The Strategy: Requires vs. Uses

By default, when you put a package in the requires array of your app.json, Sencha Cmd merges everything into the main bundle. To decouple them, we move secondary features to the uses array.

1. Configure app.json

First, ensure you have the package-loader in your requirements and move your heavy modules to the uses section.

JSON


    {
        "requires": [
            "package-loader"
        ],
        "uses": [
            "ReportsModule",
            "AdminDashboard"
        ]
    }

2. Implementation: Loading on Demand

Instead of the framework loading these packages at startup, you control the execution using Ext.Package.load().
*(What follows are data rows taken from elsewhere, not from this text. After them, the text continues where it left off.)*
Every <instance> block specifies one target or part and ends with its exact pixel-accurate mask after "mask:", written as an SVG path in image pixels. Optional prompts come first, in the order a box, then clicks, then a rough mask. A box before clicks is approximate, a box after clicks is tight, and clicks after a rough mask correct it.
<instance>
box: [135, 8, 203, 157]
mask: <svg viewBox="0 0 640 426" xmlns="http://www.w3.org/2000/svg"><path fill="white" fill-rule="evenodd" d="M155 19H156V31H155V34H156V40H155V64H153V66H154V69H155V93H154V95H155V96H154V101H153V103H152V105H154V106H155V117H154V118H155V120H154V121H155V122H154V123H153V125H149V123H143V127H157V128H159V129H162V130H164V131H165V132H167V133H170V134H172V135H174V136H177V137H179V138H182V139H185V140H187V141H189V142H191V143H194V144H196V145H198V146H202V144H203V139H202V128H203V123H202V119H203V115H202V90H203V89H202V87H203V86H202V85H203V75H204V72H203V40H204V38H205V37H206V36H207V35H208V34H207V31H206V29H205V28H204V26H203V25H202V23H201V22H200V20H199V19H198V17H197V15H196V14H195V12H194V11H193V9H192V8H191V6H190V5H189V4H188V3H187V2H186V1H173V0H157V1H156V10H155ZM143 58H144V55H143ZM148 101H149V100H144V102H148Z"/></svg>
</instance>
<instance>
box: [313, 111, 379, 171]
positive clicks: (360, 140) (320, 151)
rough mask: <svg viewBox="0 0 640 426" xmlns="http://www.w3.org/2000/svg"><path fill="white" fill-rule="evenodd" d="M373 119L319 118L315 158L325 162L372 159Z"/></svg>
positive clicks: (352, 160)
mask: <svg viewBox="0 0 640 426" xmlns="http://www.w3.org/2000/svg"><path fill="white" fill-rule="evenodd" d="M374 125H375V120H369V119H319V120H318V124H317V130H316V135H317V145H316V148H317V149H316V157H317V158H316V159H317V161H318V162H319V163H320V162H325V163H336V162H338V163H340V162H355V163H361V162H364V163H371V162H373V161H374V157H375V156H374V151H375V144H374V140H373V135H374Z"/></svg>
This is particularly powerful when hooked into Routes.

JavaScript


    // Example: Loading a Reporting module only when the user navigates to the route
    routes: {
        'reports/:type': {
            before: 'ensurePackageLoaded',
            action: 'showReport'
        }
    },

    ensurePackageLoaded: function(type, action) {
        var pkg = 'ReportsModule';

        if (Ext.Package.isLoaded(pkg)) {
            action.resume();
        } else {
            Ext.getBody().mask('Loading Module...');
            
            Ext.Package.load(pkg).then(function() {
                Ext.getBody().unmask();
                action.resume();
            });
        }
    }

Tree Shaking & Build Optimization

Dynamic loading is half the battle. To ensure the packages themselves are lean, leverage Sencha Cmd’s compiler capabilities:

  • Dead Code Elimination: Sencha Cmd’s compiler automatically performs tree shaking by analyzing class requirements. Avoid using Ext.create(‘ClassName’) with strings; use xtype or proper requires blocks so the compiler can safely include only what’s used.
  • Build Switch: When building, use the –uses flag to tell Cmd to generate separate bundles for your dynamic packages.

Bash


    sencha app build production --uses

Why this matters for the Developer

  1. Faster Upgrades: By modularizing features into packages, you can update or refactor specific modules without risking the stability of the entire core application.
  2. Modular Maintenance: Teams can work on separate packages (e.g., Inventory vs. Billing) with clear boundaries.
  3. Lightweight Initial Footprint: Your core app.js only contains the essential “Shell” and common logic, making the first “Time to Interactive” (TTI) lightning fast.

Documentation References

Conclusion

Stop treating your enterprise app like a monolith. Use Dynamic Package Loading to deliver only what the user needs, exactly when they need it. Your bundle and your users will thank you.